I mean, ballet is very…polite. What with all its rules with behavior and stuff and frankly, I’m not polite. I don’t think im detailed enough for ballet. I just don’t understand focusing so much attention on details.

I’m not saying I can’t do ballet, I’m just saying maybe that’s why ballet and I have had some “issues.”

Ballet in College

So all along, I have been planning on dancing in college. Even if I didn’t major in it in college, I was planning on continuing my education. But now I’m not so sure.

I mean, when I go off to college, it’s going to be a whole new experience. Who knows how busy I’ll be??

And recently I’ve got this opera bug in me, and if I were to major in that, or any kind of music, I definitely wouldn’t have time for ballet.

Part of me feels like there’s no point in continuing with ballet, because a professional career is unlikely. But the other part of me doesn’t want to quit until I feel I’ve become proficient in ballet (like learning how to partner and all that).

I just don’t know.

My parents say this opera bug is a passing phase, but who knows?? I can never make up my mind about anything. I just like performing, and in opera you don’t have to start training as early as you do in ballet. I still have time. But again, who knows??

I’m also thinking from the practical side. If I dance where I want to in college (BalletMet), it could cost up to $3,000 a year!! Add that on to college funds, and you’ve got some serious debt. Maybe that money could be spent in a better way??

I don’t know.

I would like to start taking voice lessons now, but I don’t know if my parents would let me, what with all the financial and time constraints ballet has put on me.
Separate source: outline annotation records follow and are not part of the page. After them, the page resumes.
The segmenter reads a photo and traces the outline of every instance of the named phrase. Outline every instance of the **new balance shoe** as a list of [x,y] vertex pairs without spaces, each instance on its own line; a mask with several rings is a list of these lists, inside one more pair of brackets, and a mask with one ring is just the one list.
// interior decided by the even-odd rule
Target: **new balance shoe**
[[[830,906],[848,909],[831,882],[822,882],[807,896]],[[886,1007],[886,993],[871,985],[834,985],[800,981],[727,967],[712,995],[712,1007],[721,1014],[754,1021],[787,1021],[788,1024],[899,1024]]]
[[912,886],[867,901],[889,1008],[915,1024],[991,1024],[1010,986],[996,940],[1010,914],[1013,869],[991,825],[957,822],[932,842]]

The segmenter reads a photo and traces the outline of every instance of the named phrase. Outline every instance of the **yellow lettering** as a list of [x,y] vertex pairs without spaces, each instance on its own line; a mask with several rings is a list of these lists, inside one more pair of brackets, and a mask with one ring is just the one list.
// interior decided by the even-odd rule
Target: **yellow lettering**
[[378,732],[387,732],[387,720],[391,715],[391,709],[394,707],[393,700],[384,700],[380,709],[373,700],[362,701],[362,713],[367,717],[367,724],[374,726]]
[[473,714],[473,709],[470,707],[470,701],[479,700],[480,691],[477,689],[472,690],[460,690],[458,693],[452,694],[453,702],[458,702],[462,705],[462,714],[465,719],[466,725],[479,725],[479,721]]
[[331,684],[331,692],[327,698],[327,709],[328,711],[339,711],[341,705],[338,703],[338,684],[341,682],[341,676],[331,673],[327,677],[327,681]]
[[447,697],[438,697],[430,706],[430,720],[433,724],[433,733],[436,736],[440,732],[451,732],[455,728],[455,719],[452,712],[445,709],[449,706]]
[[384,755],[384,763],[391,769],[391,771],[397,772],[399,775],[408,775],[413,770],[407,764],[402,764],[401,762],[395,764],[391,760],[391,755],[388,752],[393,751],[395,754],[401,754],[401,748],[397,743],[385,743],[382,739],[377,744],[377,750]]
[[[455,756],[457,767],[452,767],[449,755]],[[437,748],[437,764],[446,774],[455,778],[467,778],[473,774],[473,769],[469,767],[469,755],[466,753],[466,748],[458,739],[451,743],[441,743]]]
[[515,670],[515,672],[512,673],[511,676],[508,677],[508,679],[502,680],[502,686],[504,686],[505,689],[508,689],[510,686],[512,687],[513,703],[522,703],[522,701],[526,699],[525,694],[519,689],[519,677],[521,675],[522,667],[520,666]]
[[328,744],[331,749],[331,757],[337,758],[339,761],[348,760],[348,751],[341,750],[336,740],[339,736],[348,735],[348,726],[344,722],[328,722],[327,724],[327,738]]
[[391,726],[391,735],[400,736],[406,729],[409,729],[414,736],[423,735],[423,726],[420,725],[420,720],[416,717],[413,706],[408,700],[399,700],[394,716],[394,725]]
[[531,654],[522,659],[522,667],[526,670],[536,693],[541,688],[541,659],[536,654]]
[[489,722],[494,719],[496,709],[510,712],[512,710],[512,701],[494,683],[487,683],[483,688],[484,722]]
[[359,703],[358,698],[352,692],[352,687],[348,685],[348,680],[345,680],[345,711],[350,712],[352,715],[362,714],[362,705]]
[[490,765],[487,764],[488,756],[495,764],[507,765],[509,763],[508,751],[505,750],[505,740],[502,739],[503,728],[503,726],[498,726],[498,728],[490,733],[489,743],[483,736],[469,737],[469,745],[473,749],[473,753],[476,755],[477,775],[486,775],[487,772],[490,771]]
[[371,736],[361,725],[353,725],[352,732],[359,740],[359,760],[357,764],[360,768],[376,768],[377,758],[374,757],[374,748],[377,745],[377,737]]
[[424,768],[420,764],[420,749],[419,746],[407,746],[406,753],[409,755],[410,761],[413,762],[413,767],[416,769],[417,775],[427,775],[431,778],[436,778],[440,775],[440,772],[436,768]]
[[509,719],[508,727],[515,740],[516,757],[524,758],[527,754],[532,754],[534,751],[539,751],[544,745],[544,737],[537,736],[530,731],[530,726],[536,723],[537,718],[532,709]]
I just have a lot to think about between now and college.

Inspiring Quotes

Here are some quotes I found today that inspire me to pursue my dreams:

As you grow older, you’ll find the only things you regret are the things you didn’t do. ~Zachary Scott

Chase down your passion like it’s the last bus of the night. ~Terri Guillemets

Follow your passion, and success will follow you. ~Terri Guillemets

Courage is being afraid but going on anyhow. ~Dan Rather

Courage is the power to let go of the familiar. ~Raymond Lindquist

If opportunity doesn’t knock, build a door. ~Milton Berle

And speaking of dreams, if I could go to my dream dance college, it would be the Boston Conservatory. I was looking at their website today, so I’ve got them on the brain. When I look at their website, it feels like anything is possible. Like if I could get into that school, then so many doors would open for me. My dreams really would come true.

The only REAL problem is, they’re expensive!! Even more expensive than SCAD!!I would need some serious scholarships to go there, and that worries me.

I hate money. All of my worries and inhibitions about the future all revolve around money. How am I going to pay for college?? How much debt will I have?? Will I be able to support myself??

Money, money, money!! Bleck!! Money may make the world go round, but it also makes me want to pull my hair out!!